It is less scary to walk through a dark house when you can name the pieces of furniture you bump into. The same rationale applies to geography as a whole. The world feels safer when we can name the different parts of it. And we learn at an early age, from maps painted on playgrounds to ones un-scrolled over chalkboards, precisely how we should name the world. Traditional maps and their layers of classification leave no room for ambiguity. Longitude and latitude lines, continents, countries, states, and streets pinpoint our locations and discourage alternate interpretations of place.

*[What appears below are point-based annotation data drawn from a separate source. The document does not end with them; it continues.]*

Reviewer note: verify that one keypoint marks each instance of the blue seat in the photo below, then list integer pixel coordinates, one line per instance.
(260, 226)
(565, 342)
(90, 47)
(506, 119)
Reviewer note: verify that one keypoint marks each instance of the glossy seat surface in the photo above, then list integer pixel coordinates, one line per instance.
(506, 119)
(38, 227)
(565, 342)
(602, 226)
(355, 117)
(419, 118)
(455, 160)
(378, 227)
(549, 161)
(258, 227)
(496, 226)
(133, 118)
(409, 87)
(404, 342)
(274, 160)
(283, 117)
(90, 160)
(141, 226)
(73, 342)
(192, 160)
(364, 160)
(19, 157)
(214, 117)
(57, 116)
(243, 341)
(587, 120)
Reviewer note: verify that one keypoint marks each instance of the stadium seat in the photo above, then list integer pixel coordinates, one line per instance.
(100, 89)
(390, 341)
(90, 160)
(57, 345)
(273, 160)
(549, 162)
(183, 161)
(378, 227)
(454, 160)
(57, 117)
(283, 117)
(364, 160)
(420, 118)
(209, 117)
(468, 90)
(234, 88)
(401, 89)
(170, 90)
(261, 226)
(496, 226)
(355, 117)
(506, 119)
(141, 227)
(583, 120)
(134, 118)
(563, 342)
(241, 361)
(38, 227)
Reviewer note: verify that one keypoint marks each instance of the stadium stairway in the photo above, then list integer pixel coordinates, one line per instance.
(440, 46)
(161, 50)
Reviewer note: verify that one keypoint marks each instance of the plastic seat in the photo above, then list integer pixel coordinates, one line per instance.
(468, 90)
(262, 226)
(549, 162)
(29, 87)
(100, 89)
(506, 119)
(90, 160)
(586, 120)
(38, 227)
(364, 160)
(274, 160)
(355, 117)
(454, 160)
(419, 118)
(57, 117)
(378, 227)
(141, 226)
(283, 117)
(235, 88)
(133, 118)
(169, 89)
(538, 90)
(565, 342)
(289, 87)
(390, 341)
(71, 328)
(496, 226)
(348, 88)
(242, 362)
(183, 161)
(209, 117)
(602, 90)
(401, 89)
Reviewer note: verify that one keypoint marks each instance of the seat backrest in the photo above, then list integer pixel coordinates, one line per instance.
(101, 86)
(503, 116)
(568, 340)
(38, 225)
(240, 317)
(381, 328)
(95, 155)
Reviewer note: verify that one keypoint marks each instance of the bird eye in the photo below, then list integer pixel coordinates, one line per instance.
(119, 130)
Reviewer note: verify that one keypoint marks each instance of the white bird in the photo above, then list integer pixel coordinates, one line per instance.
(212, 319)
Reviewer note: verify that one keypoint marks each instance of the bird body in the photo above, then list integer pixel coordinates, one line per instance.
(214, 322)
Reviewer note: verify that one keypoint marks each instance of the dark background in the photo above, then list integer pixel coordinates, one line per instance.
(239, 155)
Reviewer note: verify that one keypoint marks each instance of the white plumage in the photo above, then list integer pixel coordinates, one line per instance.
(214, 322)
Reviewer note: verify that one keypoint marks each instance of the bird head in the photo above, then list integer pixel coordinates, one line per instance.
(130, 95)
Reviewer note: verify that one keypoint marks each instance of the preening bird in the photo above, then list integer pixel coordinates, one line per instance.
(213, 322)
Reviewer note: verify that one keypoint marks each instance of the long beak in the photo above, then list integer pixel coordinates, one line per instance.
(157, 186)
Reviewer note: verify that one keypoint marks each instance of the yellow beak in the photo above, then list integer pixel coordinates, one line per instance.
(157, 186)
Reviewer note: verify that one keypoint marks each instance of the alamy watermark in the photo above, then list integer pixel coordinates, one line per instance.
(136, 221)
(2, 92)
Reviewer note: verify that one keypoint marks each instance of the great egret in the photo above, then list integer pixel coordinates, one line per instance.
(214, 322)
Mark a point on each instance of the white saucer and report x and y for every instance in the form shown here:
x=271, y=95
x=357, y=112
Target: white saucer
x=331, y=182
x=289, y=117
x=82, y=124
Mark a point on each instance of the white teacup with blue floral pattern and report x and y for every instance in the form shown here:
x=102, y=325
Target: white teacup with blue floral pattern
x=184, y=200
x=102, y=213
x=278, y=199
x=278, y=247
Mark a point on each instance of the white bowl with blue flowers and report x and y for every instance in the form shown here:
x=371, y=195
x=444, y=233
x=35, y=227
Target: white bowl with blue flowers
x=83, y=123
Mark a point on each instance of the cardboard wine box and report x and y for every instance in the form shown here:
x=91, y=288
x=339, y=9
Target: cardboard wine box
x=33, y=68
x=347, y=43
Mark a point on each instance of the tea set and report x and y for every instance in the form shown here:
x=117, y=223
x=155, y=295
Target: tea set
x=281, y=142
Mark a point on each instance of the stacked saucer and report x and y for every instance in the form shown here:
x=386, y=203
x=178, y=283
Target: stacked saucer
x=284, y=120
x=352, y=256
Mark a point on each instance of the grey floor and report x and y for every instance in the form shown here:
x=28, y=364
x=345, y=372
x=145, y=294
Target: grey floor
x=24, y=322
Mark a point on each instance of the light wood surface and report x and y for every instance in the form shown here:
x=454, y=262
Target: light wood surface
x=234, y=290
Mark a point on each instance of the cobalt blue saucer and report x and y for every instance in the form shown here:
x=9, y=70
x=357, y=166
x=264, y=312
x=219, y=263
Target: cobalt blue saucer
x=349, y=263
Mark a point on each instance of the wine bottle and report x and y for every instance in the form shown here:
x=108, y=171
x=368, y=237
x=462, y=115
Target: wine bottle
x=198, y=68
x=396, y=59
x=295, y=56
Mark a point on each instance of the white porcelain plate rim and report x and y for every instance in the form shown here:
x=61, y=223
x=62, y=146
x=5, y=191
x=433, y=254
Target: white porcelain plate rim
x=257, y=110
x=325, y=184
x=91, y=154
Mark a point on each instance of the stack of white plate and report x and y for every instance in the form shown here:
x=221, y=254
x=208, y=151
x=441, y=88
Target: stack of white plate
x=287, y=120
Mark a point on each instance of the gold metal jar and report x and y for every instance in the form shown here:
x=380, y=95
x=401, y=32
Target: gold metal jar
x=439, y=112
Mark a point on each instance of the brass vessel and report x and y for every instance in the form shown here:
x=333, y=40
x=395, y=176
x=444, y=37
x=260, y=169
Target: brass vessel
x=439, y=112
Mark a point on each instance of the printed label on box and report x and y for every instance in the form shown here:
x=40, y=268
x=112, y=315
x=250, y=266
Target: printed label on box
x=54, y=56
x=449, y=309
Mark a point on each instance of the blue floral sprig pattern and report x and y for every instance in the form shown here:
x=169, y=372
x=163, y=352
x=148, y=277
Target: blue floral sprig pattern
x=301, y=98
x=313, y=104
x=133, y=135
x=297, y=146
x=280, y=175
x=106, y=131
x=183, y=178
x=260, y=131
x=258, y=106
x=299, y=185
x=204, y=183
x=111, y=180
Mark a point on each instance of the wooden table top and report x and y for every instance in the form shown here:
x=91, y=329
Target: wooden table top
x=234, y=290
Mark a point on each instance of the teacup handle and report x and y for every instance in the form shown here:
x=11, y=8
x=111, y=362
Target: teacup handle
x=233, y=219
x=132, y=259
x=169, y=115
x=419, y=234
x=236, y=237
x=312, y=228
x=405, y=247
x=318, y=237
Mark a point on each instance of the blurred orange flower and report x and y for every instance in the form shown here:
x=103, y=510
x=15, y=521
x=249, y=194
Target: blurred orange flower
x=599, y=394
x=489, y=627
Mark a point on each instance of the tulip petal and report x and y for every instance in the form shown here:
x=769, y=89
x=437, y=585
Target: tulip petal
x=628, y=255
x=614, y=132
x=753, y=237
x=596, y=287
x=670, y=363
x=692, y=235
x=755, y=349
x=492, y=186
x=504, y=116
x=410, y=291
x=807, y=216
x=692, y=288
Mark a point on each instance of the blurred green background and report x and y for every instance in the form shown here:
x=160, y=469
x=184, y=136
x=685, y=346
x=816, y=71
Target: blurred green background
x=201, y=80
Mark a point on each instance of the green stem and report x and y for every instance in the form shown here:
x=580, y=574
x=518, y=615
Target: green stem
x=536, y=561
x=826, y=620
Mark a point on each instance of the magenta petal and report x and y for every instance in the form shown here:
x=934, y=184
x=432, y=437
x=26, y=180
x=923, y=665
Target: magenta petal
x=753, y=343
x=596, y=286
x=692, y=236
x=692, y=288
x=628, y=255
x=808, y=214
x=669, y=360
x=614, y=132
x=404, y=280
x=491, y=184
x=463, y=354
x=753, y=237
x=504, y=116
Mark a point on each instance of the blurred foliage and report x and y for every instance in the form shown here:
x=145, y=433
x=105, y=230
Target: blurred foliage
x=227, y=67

Such maps excel at expressing certainties — compass points, solid borders, precise distances. But they are less able to represent geographic instability — blurred nationalities, eroding borders, or multiple homelands. As a result, many of us live beyond the bounds of traditional cartography. This condition and its visual representation is the subject of Geographies of the Imagination, artist and anthropologist Lydia Nakashima Degarrod’s current exhibition at California College of the Arts’s Oliver Art Center.
Unlike some art exhibitions that broadly interpret themes of migration or geography, Degarrod focuses on a specific migration and group of people. Nine viewing terminals are arranged in the gallery; each monitor features an interview with a Chilean immigrant who fled Pinochet’s regime and moved to the San Francisco Bay Area between 1976 and 1980. I watched four of the nine videos and heard four stories that, while unique, were related. Each interview is structured into sections, “Migration,” “Memories,” “Identity,” and “Passport.”
Each story begins with an account of the political circumstances that forced the subject to leave Chile — his or her name on a list, months in prison, the threat and reality of torture. Leaving is presented not as a decision but as an imperative that could not be questioned or regretted. The individual reasons for staying away are less urgent, slower to unfold, more confusing. “The first time I could go back, I realized I had changed,” recalls Jaime. “Chile had changed. I realized I could not go back there and live.” Eliana stumbles over the question of her identity. “My grandparents came to Chile from Russia …,” she says. “I’m Russian, I’m Jewish, then I was labeled as a Chilean leftist. Then I came here — what am I now?” she asks. “I don’t belong to one specific place.”
These tangled allegiances are the videos’ richest material, as the men and women wrestle with the knowledge they have left a home they cannot return to, a lost ideal whose existence negates the possibility of another place ever assuming that status. One of the interviews takes us outside to the hills surrounding the East Bay. Standing before a brown grass background, Hector tells us the ways California and Chile overlap, how aspects of his former home exist here. “They share the same forests, the same flowers, although with different names,” he says. Vistas of Santiago are overlaid with scenes from the Oakland hills and it becomes clear that one person can live in two places simultaneously.